In England in 1914, Rambert began to teach and give dancing lessons in private homes, while taking classes herself from Ceccetti and Astafieva. From the start she fostered new talent. One of her first discoveries was a young man named Frederick Ashton, who went on to become Sir Frederick, a leading choreographer and a mainstay of British ballet himself.
It was hard going at first. There was no money. Dancers earned only between 1 shilling and 10 shillings sixpence per performance. When Alicia Markova danced leading roles with the fledgling Rambert Ballet Club -- which last year marked its 50th anniversary -- it was on a postage-stamp-size stage, and she had to buy her own ballet shoes. Since the curtain fell after her last train home, she had to hail and pay for taxis herself.
With the passing first of Diaghilev and then of Anna Pavlova, with their companies dissolved, it fell to Rambert to keep alive their style of dance, thus making British ballet in the 1930s the best, creatively speaking, in the world.
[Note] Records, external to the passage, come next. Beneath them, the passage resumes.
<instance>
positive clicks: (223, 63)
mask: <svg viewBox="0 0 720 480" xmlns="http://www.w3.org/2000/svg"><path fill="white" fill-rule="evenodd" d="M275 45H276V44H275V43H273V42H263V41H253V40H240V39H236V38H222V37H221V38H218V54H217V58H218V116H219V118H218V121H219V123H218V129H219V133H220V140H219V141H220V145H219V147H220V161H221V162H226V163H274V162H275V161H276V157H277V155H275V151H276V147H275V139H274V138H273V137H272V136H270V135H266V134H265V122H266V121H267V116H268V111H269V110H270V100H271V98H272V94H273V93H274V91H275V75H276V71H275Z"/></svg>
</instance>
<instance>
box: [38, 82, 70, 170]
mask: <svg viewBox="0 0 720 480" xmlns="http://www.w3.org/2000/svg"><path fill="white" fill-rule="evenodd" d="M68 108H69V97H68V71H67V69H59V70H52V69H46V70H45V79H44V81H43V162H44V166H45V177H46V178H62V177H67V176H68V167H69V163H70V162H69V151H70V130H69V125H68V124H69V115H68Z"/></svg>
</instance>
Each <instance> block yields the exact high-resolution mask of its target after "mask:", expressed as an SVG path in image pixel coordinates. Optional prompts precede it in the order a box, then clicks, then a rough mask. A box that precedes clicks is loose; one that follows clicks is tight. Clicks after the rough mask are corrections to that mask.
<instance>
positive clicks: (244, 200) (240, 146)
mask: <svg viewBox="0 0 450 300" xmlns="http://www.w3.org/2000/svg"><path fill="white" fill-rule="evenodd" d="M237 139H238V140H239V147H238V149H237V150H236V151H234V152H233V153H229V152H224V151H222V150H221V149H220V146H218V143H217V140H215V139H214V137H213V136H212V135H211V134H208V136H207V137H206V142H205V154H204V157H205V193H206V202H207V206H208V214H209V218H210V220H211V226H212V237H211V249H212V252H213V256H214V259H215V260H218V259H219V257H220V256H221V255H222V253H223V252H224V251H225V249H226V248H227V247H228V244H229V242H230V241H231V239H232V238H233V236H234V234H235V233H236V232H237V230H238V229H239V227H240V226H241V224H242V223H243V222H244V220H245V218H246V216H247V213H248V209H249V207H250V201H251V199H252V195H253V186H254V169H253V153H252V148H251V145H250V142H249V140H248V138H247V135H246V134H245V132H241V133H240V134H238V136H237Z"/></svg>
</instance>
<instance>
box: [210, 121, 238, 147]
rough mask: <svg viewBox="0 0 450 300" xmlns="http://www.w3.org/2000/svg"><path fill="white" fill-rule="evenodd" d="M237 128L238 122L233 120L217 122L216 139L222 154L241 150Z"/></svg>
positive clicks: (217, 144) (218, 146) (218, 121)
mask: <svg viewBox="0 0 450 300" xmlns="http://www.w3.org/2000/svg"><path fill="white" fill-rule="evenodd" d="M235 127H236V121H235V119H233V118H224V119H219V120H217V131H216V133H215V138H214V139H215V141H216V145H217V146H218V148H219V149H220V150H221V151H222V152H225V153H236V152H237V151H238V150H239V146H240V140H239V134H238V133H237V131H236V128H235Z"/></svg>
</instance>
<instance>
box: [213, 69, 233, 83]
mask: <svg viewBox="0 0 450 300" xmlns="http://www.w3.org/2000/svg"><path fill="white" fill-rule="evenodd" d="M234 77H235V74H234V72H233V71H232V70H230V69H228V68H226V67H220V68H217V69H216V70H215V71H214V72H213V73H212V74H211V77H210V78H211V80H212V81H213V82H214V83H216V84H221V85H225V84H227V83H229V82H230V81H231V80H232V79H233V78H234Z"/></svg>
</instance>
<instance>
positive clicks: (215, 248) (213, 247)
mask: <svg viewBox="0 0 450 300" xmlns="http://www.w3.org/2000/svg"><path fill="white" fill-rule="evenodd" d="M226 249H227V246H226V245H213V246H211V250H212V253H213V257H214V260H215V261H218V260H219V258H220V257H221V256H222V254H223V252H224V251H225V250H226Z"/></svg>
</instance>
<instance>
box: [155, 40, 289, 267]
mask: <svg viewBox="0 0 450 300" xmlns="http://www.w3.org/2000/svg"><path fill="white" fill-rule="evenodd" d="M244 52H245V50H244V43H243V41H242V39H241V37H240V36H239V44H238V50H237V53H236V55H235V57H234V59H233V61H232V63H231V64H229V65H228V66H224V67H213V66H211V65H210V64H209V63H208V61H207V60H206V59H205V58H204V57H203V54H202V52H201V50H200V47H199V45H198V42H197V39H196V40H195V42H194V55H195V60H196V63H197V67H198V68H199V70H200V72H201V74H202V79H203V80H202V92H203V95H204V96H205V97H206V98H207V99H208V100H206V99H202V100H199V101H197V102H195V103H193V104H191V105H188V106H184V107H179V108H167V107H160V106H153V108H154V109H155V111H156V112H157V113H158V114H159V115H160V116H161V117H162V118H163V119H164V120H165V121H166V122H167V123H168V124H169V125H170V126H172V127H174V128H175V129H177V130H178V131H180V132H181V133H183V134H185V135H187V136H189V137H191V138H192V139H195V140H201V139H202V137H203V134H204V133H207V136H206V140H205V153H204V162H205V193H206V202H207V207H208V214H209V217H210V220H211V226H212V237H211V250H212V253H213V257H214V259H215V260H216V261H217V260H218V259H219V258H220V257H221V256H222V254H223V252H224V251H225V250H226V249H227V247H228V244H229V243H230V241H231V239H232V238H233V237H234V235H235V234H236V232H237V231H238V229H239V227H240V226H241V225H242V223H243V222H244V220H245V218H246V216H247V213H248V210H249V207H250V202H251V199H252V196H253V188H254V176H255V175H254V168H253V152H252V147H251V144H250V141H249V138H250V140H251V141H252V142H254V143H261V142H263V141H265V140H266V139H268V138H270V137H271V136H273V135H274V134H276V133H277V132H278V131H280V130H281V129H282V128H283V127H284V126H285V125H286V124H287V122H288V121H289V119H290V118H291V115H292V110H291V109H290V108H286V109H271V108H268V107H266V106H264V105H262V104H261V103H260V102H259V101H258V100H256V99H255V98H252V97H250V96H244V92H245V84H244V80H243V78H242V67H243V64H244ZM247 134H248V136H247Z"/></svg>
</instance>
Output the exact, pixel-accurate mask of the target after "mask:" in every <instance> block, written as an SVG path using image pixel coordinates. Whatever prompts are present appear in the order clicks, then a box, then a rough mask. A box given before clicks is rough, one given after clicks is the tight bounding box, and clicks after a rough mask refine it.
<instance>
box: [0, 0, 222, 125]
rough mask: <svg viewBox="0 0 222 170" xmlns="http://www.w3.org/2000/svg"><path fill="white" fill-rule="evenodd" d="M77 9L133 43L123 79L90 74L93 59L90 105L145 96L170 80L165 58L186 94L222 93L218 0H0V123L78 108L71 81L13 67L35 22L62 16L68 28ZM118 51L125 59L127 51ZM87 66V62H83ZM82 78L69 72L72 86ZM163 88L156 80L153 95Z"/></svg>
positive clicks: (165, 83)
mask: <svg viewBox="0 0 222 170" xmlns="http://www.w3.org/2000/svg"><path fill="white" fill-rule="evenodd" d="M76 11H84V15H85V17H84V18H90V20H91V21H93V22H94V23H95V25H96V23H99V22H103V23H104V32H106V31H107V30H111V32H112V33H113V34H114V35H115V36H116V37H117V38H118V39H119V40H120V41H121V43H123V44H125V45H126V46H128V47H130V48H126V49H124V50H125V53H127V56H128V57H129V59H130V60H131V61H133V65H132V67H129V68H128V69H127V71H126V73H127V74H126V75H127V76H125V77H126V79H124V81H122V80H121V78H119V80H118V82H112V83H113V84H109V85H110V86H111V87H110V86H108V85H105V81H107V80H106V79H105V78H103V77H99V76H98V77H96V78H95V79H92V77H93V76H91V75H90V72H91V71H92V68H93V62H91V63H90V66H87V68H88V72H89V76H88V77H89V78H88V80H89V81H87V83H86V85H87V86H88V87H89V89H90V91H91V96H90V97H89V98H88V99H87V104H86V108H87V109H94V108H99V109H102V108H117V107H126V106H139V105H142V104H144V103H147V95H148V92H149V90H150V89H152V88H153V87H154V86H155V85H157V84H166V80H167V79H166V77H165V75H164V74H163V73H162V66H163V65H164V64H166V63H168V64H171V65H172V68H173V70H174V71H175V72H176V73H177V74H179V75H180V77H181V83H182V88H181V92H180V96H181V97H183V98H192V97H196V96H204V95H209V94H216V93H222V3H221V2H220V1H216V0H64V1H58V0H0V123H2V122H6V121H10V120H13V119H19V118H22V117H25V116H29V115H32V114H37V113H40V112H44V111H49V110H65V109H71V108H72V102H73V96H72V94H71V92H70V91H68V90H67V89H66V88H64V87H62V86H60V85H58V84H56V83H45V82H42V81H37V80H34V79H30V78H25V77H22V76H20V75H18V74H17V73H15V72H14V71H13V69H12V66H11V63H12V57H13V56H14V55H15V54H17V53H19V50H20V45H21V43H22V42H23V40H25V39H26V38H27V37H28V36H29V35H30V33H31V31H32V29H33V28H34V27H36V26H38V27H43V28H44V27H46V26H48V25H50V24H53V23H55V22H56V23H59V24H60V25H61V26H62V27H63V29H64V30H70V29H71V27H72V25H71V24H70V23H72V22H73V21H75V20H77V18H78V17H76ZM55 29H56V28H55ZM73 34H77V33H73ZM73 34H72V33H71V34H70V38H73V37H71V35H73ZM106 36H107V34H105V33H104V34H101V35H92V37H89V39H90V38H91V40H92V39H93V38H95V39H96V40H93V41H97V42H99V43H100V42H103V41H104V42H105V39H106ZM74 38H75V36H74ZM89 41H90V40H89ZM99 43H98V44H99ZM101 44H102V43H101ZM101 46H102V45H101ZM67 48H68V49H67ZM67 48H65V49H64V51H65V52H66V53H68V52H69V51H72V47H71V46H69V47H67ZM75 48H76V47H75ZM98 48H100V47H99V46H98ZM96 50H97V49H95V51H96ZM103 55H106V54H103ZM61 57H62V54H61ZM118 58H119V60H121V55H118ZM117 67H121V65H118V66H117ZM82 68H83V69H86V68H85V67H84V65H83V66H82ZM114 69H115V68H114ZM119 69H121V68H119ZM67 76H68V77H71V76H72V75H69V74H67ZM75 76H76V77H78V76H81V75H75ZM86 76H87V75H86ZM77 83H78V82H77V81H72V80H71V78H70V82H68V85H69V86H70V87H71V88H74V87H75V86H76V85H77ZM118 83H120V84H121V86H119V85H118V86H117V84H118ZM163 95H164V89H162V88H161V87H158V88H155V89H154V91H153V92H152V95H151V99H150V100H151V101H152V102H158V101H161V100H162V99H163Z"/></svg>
Creativity and innovation were her watchwords, and caught up with her were such names as Antony Tudor, Peggy van Praagh, Margot Fonteyn, Agnes de Mille, Kyra Nijinsky, Alexis Racine, Robert Helpmann, and more.
Financially, she had to scrabble to make ends meet -- until 1966, when choreographer Norman Morris changed the direction of her Rambert company. He stopped doing the classics as well as modern works. This allowed the company to tour without a large corps de ballet. He kept only soloists -- no stars, no corps.
From then on Morris ran the slimmer, more profitable company, while Dame Marie (she became a Dame Commander of the British Empire in 1962) remained director and symbolic figure.
The company will be in the United States later this year. In October it will perform in New York; Madison, Wis.; St. Louis; Iowa City, Iowa; and Los Angeles.